7
Yorum
0
Beğeni
0,0
Puan
1306
Okunma
Üşüyorum..
Güneş doğuyor bir yerlerden ama ellerim düşmüyor avuçlarına, ne fayda! Dişlerimin birbirine çarpış sesi duyuluyor kulaklarda.. Havasına, suyuna güven olmaz bu kendtin, üstelik aylardan da ocaksa ve demli bir çay içeceğin biri yoksa, üşümek en yerinde eylemdir.. Üşümek en yerinde tavırdır Güneş’in doğuşuna; ve ben üşüyorum.. İçimden anarşik başkaldırılar geçerken, dilimde paslı küfürler; ama ’gel’ diyemeyecek kadar soğuyorum.. Seni barındırmayan şehir, isterse son bilmem kaç yılın en sıcak gününü yaşıyor olsun, ben senin nefesinin karışmadığı havada üşüyorum.. Sensizliğe karşı tavrımı koyuyorum ve üşüyorum..
Yalnızım..
Bu kalabalığıa rağmen hem de..Sanıyorlar ki yanımda hep birileri var, hep bir meşgalem, hep bir dostum.. Ama bak gittiğin yerden birikmeye başladı yine yalnızlığım..

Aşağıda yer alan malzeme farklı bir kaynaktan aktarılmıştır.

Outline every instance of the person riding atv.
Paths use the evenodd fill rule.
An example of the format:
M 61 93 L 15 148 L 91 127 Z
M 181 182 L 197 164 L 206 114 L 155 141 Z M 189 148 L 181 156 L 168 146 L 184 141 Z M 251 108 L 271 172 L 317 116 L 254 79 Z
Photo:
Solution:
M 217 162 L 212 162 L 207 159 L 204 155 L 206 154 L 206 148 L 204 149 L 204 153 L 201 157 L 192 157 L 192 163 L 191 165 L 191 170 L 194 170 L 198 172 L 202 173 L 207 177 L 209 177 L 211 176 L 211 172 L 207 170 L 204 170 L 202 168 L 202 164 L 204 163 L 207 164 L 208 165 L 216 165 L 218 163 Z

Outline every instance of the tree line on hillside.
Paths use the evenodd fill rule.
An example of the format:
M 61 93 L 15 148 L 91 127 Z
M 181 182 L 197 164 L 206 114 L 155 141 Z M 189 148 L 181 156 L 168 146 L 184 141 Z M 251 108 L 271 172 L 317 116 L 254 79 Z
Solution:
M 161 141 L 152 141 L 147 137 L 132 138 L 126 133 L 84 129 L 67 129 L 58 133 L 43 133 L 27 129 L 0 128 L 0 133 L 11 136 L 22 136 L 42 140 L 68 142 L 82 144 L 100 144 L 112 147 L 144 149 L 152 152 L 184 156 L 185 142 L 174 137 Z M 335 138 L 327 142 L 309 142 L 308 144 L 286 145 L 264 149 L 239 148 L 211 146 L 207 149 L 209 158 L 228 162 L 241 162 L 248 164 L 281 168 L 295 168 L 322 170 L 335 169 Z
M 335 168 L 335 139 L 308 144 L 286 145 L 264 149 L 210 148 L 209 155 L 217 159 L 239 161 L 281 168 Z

Bana aşkımı götüremeyeceğim bir yer söyle vazgeçeyim dedim.. Sense bana kalbini gösterdin; gidemedim.. Önünde kaldım kapıların, üşüyorum, gidemem, üstelik yalnızım..
Karanlıktayım..
Bunca ışığa rağmen hem de.. Üzerime güneşler doğuyor, ışıklar gözümü alıyor ama ben karanlıktayım.. Hayatıma senin güneşin doğmasaydı, karanlıkta olduğumu da anlamazdım ya.. GÜneşini, elini eteğini çektin üzerimden; şimdi bunca ışığa rağmen karanlıktayım..
Şimdi kim bilir nerelere doğuyorsun, ben her gece ana rahmime geri dönerken..
Senin kalbinin atmadığı yerlere sürgün var şimdi biliyorum.. Elimdeki herşeyi tek tek sahiplerine veriyorum.. Yıkılmışlıklarım kalıyor bana ve bir de ne zaman atacağından habersiz bulunan ’kalp’..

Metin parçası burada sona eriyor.